Last year, mortgage lenders completed more short sales transactions than foreclosures--by a three-to-one margin. Foreclosed homes accounted for about 11% of all home sales in 2012, compared to 13 % in 2011. The volume of short sales increased by 5% and made up 32% of home sales deals.
Many homeowners have been unable to qualify for a mortgage refinance and take advantage of the historic low mortgage interest rates. Some of these people elect to enter short sales transactions to get from under the financial burden of costly underwater mortgages.
Short sales
A short sale means the homeowner sells the home at a price that is less than the amount of the outstanding loan owed to the bank. The mortgage lender must agree to the short sale transaction. To qualify, homeowners must demonstrate a financial hardship. The bank forgives the borrower the amount of the difference between the unpaid loan and the short sale proceeds.
Bank saves money
Mortgage lenders began to approve more short sales after a record number 4.5 million foreclosures. The build-up in home inventory and a huge increase in the number of homeowners 90 days or more delinquent with their mortgage payments also motivated bankers to accept short sale offers..
Many bank figured out that this option cost less than foreclosure. Lenders benefit in two ways: 1) save money on maintenance property damage and foreclosure costs and 2) rid institutions of nonperforming assets on their books.
In addition, the National Mortgage Settlement--the $26 billion agreement reached between the five largest banks and government negotiators in February 2012--required lenders to approve more short sales for homeowners in financial trouble.
Since that time, lenders have directed $19 billion has gone toward forgiving debts for short sale transactions, according to a report released by the Office of Mortgage Settlement Oversight.
Short sales help market recovery
The increase in short sales has played a major role helping to create a floor for home prices, which fell an average of 35%, from 2007 to 2012, across the country. Compared to short sales, foreclosures have more of a negative impact on home values and the housing market.
Case in point, RealtyTrac reports that in the fourth quarter of 2012, foreclosure properties sold at prices an average of 39% below the market value of similar homes. In comparison, short sales, sold for an average of 23% below market prices.
As the inventory of foreclosures, and existing homes for sell have decreased, home prices have appreciated and help the housing market recovery. Based on the latest National Association of Realtors report, existing homes sales remains stable. The median home price increased to $174,100—a 12% increase on a year-over-year basis.
Building home equity and refinancing
One of the biggest obstacles for many people had been the amount of home equity.

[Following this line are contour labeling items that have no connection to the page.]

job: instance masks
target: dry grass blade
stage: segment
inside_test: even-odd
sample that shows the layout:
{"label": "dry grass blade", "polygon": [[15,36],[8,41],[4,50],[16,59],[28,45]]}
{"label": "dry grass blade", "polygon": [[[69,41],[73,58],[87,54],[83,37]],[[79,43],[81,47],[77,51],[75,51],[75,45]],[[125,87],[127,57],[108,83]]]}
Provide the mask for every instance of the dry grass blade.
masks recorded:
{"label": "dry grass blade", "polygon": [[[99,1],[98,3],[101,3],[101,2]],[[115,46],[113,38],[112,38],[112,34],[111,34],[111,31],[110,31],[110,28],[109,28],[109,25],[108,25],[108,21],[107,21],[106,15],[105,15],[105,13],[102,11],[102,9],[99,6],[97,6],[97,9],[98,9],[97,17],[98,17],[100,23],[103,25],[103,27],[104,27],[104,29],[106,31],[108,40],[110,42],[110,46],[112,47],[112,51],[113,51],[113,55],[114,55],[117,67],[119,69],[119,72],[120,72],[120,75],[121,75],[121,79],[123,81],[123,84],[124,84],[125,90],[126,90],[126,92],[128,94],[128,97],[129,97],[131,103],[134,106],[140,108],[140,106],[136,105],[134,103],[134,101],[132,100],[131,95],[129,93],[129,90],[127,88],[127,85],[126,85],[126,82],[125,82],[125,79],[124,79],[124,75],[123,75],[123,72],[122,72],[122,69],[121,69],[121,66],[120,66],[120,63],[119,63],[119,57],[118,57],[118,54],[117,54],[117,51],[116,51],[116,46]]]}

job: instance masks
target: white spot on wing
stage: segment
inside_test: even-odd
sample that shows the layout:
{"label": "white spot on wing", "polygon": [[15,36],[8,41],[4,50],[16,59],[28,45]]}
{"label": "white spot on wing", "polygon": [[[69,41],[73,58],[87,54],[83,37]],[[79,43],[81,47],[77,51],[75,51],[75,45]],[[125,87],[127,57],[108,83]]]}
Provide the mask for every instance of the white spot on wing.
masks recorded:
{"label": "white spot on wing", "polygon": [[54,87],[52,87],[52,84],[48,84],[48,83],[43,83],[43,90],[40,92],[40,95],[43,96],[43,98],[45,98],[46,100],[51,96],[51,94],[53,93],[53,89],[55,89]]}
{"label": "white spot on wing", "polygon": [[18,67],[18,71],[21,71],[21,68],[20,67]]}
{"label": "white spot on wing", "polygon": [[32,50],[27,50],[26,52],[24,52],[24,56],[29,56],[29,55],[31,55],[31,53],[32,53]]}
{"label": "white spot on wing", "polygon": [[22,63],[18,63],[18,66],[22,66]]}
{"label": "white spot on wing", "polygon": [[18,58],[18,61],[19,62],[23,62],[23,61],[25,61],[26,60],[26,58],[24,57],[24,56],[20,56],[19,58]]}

After the plunge in real estate values, by Q4 of 2011, the amount of home equity held by American homeowners dropped to the lowest point since the indicator has been tracked--$6.45 trillion.
During the first nine months of 2012, homeowners regained $1.3 trillion after home prices increased an average of 20%. As the residential real estate market continues to stabilize, and home prices to climb, more homeowners have regained the home equity and can take advantage of low mortgage interest rates.